5. Don't expect to be the perfect parent.
Rest assured, every mom can tell you stories about having left the house with her shirt inside out or having forgotten to put a diaper on her baby after a middle-of-the-night changing. Many women with PPD are perfectionists, notes Joyce A. Venis, a psychiatric nurse and president of Depression After Delivery Inc., a self-help group based in Raritan, New Jersey. "They feel guilty if they can't do everything right and presume that every other mother is doing a better job," she says. "As a result, they impose unrealistic expectations upon themselves." Your goal is not to fulfill some notion of the ideal mother but to be a happy parent.
6. Plan to get plenty of help.
You'll have to delegate chores, let friends bring dinner over, and invite your sister or mother to watch the baby so you can go shopping. "If you feel overwhelmed or resentful, you need to give yourself permission to ask for help rather than wait for others to offer," says Dr. Sanford.
7. Confront your fears.
Have a conversation with your husband in which you each list three things that frighten you about parenthood, suggests Jane Israel Honikman, founder of Postpartum Support International, in Santa Barbara, California. They can be emotional concerns -- such as that the two of you won't have enough time alone -- or practical anxieties about colic or breast-feeding.
8. Be flexible.
You need to be able to go with the flow. "Your morning shower and coffee may not happen until noon," says Dr. Rosenthal. What's more, you should realize that there will be days when taking a shower is the only thing you can check off your to-do list. Rather than panic about how chaotic your life is, try to appreciate its unpredictability -- and throw away that list!
9. Join or start a new-mothers group.
"Isolation breeds anxiety," says Sally Placksin, author of Mothering the New Mother (Newmarket Press). Just knowing that others are experiencing the same mix of joy and frustration will put your mind at ease. "It's also helpful to find a calm, experienced friend who can not only show you how to bathe and burp the baby but who will understand how you're feeling," says Placksin. "You need adult contact," agrees Denise Madison. "When my twins were 4 weeks old, I started feeling sorry for myself. It just became easier to stay home than to get out of the house." One night, despite her reluctance, a neighbor insisted that Madison come to a Christmas party with some neighborhood moms. Listening to others talk -- and having adult conversation -- pulled her out of the doldrums.

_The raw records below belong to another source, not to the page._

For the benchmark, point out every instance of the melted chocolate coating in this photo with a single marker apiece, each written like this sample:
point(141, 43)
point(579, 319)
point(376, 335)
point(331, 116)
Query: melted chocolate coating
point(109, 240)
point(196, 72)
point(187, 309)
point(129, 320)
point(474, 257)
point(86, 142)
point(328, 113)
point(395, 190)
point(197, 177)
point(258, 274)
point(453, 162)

10. Remind yourself that the best is yet to come.
Between hormonal swings and all the changes in your life, it will be a challenge to feel confident sometimes -- especially if you assume this is supposed to be the best time of your life. Focus on the light at the end of the tunnel: Soon your baby will settle into a schedule, breast-feeding will be second nature, and your diaper bag will be stocked so you can get out of the house quickly. You have years of best times ahead; don't convince yourself that they need to be the first weeks or months of motherhood.